啓蒙思想は、「理性」を重視し、理性による人間の解放を目指した思想運動でした。当時の人々は、封建社会の身分制度や宗教的権威による抑圧からの解放を渇望していました。ルソーは、人間は本来自由であるにもかかわらず、社会によって「鎖につながれている」と主張しました。そして、真の自由を獲得するためには、個人の自由を社会全体の幸福に結びつける必要があると考えました。
### 2.
社会契約論における位置づけ
社会契約論は、国家の起源や正当性を説明する理論の一つであり、国家は、個人の自由な合意に基づいて形成されたとする考え方です。ルソー以前にも、グロティウスやホッブズ、ロックといった思想家たちが社会契約論を展開していました。

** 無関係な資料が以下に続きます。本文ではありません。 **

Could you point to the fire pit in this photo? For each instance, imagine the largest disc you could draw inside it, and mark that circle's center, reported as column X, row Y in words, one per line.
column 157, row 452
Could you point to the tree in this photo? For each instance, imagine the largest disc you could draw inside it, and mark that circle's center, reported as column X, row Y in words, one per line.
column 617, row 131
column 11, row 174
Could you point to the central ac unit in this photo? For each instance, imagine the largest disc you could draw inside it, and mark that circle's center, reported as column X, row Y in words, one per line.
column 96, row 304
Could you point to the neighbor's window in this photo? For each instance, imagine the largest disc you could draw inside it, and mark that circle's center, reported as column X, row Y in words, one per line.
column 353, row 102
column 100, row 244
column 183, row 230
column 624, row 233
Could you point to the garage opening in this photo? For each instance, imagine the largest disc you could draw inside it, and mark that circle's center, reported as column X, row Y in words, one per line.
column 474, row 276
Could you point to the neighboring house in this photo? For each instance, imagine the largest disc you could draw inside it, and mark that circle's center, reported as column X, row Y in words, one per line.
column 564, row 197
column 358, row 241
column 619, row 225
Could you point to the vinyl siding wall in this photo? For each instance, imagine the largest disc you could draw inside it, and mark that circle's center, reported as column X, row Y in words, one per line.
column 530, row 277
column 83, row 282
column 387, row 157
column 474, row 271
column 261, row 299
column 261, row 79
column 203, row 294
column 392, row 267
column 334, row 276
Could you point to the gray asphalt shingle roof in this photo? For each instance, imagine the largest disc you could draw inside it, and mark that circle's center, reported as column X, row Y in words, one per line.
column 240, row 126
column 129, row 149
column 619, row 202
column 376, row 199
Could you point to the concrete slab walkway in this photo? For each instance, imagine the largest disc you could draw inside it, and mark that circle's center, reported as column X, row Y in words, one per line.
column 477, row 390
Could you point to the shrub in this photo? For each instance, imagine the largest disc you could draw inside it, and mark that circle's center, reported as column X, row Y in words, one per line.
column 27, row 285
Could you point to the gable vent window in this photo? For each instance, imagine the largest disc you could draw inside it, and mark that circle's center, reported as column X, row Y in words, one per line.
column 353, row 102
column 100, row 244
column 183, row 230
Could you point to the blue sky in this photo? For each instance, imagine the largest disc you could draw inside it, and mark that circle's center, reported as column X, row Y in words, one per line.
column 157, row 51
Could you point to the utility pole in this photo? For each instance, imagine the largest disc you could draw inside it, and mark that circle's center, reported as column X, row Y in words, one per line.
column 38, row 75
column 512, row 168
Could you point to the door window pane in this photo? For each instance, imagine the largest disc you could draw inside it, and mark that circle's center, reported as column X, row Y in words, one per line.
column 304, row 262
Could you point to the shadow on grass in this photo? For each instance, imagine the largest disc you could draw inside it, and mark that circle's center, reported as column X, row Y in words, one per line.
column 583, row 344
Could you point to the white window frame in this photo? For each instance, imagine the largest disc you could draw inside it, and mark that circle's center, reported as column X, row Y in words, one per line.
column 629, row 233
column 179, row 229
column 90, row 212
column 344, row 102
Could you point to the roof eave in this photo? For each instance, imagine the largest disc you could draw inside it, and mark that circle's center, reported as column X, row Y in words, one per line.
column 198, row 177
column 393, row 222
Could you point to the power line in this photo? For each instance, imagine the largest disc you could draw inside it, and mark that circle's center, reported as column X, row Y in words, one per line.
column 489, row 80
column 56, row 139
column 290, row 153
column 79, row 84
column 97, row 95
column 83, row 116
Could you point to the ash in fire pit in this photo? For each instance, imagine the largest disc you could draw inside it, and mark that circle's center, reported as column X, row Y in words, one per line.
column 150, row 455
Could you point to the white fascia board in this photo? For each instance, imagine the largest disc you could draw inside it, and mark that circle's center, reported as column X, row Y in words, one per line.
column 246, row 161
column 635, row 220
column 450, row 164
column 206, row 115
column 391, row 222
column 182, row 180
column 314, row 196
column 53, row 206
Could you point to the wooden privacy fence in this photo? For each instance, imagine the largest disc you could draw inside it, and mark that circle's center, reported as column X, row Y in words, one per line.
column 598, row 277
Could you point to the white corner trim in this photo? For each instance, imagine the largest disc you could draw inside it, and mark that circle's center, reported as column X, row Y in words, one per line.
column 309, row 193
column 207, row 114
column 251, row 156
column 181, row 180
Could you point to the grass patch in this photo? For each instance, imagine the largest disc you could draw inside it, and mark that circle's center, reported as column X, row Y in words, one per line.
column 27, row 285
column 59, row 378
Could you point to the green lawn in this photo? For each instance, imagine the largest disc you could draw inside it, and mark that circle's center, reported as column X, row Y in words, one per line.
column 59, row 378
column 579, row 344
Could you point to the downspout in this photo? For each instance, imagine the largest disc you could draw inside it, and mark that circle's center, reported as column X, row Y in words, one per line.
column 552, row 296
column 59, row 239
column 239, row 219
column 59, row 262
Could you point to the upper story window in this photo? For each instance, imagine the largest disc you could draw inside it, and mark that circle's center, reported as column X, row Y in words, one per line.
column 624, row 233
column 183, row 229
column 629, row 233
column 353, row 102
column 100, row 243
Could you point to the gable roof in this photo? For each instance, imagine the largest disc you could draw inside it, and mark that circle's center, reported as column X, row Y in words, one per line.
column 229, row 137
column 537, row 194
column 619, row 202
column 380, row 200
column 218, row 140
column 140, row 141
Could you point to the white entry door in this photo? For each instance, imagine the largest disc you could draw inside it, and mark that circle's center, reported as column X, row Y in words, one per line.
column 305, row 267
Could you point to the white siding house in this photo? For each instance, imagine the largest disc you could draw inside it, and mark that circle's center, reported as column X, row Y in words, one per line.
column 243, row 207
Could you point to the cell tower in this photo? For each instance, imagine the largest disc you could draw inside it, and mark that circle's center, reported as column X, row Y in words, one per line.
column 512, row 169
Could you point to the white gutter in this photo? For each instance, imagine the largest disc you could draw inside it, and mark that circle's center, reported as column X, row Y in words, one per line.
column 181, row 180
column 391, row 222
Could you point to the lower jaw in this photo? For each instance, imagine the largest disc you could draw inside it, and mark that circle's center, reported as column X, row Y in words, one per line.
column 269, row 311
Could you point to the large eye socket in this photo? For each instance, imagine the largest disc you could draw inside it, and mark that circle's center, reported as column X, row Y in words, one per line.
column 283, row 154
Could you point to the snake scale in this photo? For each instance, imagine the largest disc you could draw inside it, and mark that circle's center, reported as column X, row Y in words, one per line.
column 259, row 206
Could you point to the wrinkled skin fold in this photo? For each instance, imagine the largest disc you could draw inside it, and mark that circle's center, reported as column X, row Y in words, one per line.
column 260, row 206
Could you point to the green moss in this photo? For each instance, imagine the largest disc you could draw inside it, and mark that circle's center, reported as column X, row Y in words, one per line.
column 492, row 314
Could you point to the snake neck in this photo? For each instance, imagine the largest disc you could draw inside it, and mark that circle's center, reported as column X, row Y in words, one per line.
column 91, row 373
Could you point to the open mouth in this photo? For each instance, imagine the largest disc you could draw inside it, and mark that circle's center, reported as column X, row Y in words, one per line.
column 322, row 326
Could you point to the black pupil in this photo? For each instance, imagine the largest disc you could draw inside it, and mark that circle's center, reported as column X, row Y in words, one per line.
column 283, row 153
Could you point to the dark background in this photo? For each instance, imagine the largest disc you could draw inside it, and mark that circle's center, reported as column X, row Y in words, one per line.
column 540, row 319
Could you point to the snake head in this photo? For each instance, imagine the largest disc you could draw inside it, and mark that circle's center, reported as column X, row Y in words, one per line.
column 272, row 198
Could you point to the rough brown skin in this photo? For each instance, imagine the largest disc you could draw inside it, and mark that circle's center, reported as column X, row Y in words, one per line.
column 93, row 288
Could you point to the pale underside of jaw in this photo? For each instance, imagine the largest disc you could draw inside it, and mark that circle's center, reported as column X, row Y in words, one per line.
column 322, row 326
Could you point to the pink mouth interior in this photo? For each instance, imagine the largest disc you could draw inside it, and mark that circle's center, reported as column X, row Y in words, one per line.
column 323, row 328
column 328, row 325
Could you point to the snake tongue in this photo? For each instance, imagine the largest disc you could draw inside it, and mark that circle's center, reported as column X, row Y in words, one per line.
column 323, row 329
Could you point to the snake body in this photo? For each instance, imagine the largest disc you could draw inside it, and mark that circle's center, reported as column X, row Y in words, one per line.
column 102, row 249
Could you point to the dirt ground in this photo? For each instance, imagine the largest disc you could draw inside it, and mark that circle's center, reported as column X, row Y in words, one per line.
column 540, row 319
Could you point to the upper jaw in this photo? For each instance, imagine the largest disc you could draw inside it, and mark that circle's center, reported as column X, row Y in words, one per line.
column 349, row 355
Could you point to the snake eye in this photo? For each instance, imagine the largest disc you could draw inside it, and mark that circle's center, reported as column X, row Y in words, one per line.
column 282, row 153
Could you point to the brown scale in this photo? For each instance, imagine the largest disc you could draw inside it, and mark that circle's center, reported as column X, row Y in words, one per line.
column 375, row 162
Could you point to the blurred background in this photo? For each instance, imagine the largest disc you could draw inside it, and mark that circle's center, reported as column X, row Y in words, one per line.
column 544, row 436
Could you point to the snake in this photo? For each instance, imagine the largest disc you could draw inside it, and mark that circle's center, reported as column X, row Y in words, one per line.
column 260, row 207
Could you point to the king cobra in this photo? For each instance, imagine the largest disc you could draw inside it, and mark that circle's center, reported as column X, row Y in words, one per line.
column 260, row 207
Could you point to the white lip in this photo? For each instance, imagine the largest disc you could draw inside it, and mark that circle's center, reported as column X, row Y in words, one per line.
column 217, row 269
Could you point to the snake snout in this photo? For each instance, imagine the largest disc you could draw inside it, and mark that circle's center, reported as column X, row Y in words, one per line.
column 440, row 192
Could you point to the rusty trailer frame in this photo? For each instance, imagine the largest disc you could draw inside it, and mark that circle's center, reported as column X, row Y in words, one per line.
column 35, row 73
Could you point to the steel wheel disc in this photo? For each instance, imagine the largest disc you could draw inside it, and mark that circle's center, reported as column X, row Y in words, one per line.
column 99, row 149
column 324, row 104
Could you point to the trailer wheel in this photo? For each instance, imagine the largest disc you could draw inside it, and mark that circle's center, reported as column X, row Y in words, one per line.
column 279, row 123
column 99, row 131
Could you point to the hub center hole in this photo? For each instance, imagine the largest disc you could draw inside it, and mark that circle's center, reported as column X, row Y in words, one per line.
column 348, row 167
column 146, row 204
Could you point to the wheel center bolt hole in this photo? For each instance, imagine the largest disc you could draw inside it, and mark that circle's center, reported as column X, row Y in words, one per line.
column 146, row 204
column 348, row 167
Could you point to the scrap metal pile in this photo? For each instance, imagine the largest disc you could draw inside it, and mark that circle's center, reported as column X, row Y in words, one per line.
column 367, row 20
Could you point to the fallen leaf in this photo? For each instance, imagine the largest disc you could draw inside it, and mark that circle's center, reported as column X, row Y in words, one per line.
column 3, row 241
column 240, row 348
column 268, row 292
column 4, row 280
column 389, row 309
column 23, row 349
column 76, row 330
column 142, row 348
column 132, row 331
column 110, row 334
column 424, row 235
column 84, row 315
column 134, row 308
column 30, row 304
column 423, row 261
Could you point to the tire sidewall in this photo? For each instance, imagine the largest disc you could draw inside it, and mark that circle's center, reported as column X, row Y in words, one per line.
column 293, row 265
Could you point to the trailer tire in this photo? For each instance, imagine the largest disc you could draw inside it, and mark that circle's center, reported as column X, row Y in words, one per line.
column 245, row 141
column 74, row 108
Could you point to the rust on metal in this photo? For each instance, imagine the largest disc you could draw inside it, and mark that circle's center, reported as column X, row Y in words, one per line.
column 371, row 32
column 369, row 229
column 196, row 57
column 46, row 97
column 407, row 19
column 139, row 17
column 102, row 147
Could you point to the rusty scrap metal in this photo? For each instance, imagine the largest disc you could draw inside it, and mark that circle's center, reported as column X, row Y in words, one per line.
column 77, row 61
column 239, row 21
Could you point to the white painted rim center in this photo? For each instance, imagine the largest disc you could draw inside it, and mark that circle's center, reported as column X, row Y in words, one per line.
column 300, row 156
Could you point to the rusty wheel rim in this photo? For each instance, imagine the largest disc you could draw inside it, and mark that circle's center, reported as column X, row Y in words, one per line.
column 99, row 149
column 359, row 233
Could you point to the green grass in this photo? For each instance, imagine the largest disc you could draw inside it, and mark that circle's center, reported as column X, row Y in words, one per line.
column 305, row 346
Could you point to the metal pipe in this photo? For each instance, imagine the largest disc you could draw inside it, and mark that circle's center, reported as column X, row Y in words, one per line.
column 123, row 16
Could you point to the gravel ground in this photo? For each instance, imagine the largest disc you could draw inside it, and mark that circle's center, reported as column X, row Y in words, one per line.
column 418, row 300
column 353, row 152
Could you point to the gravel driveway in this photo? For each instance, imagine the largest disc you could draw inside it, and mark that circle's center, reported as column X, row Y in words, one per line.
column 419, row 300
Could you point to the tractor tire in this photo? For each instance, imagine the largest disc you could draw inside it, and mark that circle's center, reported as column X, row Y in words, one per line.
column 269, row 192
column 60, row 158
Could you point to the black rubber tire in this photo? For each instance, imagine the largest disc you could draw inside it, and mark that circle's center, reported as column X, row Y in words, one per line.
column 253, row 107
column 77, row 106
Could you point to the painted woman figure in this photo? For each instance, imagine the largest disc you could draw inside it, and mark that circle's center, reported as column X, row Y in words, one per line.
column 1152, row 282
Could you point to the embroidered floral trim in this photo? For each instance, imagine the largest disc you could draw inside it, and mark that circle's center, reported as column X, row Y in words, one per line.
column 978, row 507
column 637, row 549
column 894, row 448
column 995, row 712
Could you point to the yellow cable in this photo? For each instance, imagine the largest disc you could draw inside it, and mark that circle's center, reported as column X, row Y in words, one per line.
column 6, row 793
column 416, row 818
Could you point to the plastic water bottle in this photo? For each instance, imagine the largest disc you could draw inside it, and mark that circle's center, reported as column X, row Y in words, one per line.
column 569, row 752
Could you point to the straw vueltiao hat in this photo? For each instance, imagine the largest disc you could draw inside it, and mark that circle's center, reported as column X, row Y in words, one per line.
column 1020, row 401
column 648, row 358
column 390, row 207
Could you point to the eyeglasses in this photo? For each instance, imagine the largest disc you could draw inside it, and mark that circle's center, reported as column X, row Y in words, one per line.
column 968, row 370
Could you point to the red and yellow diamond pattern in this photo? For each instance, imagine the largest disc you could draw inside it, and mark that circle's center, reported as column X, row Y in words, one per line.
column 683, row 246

ルソーの社会契約論は、これらの先行する社会契約論と比較しながら理解する必要があります。例えば、ホッブズは、自然状態における人間は「万人の万人に対する闘争」状態にあると想定し、国家は個人の安全を保障するために必要な「絶対的な主権者」であると主張しました。一方、ルソーは、自然状態における人間は、自己愛(amour de soi)と憐れみ(pitié)によって他者と平和的に共存できると考えました。
ルソーは、社会の形成と発展に伴い、私的所有の発生や不平等が拡大することで、人間は本来の自由を失っていくと論じました。そこで、真の自由を取り戻すために、人々は「社会契約」によって「一般意志」に基づく政治体制を構築する必要があると主張しました。
### 3.
フランス革命への影響
『社会契約論』は、出版当時こそ大きな反響を呼びませんでしたが、やがてフランス革命(1789年)の思想的支柱の一つとして位置づけられるようになりました。
ルソーの「一般意志」や「人民主権」といった概念は、フランス革命のスローガンとなった「自由・平等・博愛」の思想的基盤を提供しました。また、絶対王政を打倒し、共和制を樹立しようとする革命家たちに大きな影響を与えました。
ただし、ルソー自身は、暴力革命を肯定していたわけではありません。彼は、あくまでも「一般意志」に基づく合意による政治体制の変革を理想としていました。